Genomes hold important clues to how species, and populations within species, adapt to their environments. Under rapid environmental change, an understanding of climate adaptation across a species range is important to both identifying vulnerable populations as well as populations that would thrive under future conditions and therefore be suitable for restoration efforts.
Although ecologists have a long history developing predictive models for species’ responses to climate change, it is only recently that models have been developed that incorporate genomic data into their predictions. These models are known as genomic forecasting models. Forecasts are often interpreted as degree of “genomic vulnerability” or the degree that fitness will decline under future climate change.
This perspective takes a foundational look at predicting species responses to climate change from different directions. From one direction, the question is asked: “What kind of prediction is needed for different applications?” First, the author shows that the type of prediction needed for restoration efforts (a prediction of which genotype will be the most productive in a particular habitat) is not the same type of prediction that is needed for estimating maladaptation to climate change (a prediction of productivity of a single genotype in different environments). Then, the author uses hypothetical and real data to show that these two types of predictions are not equivalent.
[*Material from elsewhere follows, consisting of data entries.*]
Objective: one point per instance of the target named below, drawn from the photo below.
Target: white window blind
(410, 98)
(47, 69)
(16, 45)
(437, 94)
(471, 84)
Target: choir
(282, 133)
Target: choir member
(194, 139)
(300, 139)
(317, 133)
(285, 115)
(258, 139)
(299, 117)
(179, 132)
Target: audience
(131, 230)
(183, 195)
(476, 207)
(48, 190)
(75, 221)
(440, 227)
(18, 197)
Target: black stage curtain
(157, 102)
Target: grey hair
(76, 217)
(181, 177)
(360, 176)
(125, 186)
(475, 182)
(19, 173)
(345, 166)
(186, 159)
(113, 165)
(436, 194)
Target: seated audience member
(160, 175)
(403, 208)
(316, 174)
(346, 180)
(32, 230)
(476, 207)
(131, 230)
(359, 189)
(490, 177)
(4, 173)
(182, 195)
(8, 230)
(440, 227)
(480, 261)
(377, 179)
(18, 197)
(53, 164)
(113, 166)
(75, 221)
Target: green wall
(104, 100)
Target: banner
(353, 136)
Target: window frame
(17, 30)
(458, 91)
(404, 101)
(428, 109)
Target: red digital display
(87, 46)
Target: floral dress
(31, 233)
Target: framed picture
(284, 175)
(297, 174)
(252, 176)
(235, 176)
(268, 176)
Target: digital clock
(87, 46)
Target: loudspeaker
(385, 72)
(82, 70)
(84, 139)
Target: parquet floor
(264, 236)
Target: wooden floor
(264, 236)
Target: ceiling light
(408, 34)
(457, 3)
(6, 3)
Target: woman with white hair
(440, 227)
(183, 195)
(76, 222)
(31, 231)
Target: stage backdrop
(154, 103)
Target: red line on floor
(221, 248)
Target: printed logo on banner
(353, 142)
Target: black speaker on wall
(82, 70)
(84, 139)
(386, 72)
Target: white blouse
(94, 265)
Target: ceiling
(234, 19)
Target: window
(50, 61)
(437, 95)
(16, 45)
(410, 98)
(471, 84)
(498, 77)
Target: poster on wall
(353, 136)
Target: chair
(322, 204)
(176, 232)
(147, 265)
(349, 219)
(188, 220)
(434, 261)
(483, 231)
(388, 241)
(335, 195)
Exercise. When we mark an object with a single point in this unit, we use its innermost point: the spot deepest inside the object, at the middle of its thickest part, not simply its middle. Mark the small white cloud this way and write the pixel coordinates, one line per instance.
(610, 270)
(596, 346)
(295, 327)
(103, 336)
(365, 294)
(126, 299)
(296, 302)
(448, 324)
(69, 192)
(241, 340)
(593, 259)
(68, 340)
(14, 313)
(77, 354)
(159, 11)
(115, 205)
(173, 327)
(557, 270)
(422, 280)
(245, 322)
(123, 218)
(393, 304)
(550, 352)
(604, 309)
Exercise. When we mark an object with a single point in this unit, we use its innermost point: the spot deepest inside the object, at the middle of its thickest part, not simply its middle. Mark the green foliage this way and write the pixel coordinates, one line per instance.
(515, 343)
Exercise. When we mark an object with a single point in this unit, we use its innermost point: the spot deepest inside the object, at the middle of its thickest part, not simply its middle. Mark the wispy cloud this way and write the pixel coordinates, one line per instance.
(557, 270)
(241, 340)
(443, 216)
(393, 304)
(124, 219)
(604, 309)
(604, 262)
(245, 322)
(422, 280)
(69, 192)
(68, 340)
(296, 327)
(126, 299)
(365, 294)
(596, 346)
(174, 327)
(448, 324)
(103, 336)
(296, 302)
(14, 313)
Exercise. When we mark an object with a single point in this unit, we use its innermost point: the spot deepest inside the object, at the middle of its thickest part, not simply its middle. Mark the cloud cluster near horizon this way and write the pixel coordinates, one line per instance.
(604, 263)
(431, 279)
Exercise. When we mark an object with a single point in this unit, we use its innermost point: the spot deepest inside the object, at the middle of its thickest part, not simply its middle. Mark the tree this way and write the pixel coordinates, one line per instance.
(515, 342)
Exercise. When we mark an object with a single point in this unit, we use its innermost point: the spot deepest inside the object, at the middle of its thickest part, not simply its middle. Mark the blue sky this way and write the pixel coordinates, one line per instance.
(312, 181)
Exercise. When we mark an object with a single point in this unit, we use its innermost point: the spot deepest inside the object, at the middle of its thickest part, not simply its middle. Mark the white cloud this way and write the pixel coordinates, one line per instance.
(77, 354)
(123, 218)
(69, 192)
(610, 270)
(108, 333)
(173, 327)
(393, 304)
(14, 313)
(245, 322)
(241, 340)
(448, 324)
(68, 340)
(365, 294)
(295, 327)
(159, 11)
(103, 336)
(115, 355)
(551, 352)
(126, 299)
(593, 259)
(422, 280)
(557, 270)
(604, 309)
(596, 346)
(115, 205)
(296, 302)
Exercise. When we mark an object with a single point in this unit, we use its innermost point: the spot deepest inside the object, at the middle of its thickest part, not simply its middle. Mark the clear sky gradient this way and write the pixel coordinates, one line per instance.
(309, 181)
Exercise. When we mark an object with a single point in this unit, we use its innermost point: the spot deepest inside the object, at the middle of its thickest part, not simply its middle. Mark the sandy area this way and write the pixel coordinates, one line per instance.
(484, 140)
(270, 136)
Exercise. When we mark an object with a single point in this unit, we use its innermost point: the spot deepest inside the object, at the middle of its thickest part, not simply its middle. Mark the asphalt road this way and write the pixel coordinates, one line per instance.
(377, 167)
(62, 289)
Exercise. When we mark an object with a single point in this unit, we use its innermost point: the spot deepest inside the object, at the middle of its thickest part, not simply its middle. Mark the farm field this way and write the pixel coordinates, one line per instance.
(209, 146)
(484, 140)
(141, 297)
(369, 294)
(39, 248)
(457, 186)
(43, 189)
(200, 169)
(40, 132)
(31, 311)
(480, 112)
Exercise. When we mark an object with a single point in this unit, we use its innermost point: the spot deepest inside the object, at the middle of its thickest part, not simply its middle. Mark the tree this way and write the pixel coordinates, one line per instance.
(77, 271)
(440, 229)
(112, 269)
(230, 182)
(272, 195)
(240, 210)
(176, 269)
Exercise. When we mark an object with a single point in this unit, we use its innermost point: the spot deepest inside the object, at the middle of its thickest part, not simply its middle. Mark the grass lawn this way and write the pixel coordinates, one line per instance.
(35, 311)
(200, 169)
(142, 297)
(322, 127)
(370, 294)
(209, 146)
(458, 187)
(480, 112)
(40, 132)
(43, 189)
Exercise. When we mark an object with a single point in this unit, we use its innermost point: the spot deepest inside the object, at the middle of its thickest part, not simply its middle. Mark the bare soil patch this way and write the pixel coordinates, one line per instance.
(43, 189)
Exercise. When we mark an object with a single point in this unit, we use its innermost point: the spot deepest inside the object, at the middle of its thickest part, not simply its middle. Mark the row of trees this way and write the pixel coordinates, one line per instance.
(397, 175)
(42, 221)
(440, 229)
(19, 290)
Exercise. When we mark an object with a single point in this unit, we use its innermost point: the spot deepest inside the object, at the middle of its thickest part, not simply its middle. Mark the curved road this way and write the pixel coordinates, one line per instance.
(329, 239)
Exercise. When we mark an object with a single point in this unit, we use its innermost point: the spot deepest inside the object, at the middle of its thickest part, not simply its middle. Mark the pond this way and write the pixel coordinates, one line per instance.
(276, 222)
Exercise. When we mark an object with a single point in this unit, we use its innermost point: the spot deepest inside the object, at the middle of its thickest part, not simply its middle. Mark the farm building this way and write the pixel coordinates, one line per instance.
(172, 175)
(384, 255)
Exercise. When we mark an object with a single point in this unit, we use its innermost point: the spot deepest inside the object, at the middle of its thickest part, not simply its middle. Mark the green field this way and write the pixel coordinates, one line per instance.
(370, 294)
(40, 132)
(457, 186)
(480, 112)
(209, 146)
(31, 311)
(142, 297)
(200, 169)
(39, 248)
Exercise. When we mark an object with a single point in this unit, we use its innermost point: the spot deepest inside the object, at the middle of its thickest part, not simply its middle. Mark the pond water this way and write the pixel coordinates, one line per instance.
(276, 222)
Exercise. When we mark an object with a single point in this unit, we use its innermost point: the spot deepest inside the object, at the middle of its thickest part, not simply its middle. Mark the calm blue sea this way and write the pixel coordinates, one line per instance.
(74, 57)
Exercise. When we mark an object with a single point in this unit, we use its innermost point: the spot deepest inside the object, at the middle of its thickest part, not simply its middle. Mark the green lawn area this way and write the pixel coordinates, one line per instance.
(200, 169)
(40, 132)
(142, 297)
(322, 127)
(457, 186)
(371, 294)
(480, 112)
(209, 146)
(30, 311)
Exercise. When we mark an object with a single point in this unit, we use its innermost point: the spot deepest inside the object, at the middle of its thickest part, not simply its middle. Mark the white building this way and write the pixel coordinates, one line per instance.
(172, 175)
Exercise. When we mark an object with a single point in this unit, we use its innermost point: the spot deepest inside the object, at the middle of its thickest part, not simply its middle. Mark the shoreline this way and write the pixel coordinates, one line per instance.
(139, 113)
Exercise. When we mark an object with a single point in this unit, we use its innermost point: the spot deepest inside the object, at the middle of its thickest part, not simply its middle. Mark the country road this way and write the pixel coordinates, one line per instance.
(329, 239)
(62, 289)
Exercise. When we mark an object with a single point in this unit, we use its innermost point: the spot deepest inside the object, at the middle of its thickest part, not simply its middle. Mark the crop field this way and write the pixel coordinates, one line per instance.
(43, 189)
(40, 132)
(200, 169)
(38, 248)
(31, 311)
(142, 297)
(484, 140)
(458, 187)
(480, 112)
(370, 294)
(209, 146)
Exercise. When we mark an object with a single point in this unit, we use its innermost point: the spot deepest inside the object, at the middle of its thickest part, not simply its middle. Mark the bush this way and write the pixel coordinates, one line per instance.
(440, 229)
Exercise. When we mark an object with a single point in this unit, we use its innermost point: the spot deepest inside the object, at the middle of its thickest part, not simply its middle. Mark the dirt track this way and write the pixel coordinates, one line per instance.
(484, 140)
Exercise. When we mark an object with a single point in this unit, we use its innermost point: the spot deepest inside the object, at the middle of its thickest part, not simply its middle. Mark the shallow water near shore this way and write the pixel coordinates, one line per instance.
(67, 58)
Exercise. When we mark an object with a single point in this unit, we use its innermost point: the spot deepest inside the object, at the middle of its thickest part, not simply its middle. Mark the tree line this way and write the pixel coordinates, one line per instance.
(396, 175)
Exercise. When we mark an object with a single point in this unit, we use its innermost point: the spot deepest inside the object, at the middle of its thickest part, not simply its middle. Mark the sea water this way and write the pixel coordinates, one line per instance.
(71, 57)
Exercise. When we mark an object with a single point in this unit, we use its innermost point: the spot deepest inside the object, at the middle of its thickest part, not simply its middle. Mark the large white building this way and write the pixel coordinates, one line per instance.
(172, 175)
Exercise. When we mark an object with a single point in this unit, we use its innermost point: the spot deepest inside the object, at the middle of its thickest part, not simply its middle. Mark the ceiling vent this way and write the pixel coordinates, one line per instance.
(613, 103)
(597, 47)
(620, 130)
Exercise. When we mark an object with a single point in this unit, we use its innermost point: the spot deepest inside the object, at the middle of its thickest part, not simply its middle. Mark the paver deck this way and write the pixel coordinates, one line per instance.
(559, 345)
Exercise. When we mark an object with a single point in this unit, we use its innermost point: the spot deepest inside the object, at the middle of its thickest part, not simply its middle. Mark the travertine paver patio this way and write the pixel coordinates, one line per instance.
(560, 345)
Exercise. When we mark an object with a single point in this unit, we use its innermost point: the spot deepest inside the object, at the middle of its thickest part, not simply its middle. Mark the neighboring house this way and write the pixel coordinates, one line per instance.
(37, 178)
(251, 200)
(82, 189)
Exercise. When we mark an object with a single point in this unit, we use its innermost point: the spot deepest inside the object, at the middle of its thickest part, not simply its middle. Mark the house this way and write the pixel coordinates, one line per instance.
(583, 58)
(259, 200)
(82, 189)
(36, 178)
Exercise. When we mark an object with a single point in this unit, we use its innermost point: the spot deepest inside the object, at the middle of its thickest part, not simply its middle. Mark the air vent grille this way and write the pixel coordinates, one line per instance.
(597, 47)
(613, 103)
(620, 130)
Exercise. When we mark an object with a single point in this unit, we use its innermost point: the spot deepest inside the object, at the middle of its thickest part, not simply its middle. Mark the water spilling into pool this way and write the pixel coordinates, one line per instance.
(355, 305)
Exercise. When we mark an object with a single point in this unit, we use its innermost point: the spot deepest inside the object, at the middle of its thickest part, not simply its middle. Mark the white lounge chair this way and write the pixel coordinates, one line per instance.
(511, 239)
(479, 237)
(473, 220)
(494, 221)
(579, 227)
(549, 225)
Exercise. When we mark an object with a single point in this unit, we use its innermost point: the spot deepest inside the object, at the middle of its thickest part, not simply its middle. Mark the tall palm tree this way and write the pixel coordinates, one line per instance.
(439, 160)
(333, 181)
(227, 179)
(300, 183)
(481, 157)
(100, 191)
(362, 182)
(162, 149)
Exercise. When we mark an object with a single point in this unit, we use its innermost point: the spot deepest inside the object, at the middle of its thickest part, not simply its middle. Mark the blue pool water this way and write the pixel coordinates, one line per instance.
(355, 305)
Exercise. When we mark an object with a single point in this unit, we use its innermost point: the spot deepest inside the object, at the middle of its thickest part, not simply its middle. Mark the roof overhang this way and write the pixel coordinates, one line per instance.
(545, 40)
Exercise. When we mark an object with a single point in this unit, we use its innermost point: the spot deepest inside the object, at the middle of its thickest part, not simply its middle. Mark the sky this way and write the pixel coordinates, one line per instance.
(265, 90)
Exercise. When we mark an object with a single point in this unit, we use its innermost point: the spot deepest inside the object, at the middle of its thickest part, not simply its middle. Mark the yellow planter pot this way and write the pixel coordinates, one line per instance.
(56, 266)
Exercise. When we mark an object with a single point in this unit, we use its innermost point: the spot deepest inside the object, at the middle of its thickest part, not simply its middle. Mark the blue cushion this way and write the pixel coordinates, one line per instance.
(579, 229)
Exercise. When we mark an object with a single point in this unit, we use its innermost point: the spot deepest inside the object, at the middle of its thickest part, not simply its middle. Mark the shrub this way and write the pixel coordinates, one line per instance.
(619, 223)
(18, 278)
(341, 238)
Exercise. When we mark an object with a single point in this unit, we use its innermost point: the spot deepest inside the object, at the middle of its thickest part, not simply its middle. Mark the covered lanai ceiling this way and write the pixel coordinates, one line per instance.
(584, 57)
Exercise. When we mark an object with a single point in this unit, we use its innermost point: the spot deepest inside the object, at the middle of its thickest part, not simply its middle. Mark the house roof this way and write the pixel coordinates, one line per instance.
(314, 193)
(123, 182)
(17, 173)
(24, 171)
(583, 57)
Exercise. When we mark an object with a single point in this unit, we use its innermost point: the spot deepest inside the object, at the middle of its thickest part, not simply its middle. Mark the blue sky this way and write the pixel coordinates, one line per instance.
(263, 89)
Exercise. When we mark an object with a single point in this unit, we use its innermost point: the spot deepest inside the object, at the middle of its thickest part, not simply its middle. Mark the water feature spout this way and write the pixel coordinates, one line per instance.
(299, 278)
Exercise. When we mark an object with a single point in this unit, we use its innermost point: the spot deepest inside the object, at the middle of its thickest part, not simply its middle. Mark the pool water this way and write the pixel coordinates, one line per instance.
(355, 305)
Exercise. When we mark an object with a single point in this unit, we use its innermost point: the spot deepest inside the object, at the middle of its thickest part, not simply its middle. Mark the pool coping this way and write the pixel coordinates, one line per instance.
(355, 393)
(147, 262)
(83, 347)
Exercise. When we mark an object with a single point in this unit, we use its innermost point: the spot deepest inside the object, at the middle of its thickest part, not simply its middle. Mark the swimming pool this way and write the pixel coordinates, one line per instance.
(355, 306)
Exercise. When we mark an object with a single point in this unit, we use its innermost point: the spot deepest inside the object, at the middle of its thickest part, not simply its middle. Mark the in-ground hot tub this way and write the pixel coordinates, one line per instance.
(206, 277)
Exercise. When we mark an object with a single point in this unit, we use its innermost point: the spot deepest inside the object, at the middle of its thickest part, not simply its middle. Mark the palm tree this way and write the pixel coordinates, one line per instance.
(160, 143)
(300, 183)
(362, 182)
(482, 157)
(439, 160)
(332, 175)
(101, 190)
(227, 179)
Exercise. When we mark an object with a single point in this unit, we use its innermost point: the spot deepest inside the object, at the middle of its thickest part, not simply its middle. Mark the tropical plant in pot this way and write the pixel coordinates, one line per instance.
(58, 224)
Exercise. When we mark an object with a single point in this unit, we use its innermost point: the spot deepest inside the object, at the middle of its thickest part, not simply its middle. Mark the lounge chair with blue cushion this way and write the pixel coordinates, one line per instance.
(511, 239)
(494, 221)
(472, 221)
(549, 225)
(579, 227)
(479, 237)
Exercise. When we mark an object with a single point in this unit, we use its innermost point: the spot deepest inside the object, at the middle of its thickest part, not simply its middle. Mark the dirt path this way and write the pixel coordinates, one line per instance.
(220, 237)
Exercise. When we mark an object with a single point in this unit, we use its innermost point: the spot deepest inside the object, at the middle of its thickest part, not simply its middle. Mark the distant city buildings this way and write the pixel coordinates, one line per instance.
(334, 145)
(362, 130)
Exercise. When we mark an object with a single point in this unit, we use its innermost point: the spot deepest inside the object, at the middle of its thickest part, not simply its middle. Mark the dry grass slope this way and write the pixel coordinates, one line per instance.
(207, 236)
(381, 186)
From another direction, the question is asked: “What do genomic forecasts predict?” Here, critical thinking is used to show that genomic forecasts likely predict which genotype will be the most productive in a particular habitat, due to the way that adaptive allele frequencies evolve on spatially heterogenous landscapes. The important take-home here is that a genomic forecast could predict the relative performance of genotypes grown in a common garden, but this does not necessarily validate the forecast for estimating the degree of maladaptation to climate change.
The perspective concludes with a discussion of how to design experiments to validate and improve predictions of species responses to climate change. Importantly, only experiments that are designed with multiple genotypes in multiple environments will provide the rigor necessary to validate predictions from genomic forecasting models.
In summary, this study integrates conceptual issues in local adaptation and conceptual issues in maladaptation to provide a foundational framework for constructing and interpreting predictive models. By integrating these different conceptual issues and including examples and code, the author offers a roadmap toward more robust and rigorous predictive models in ecology and evolution.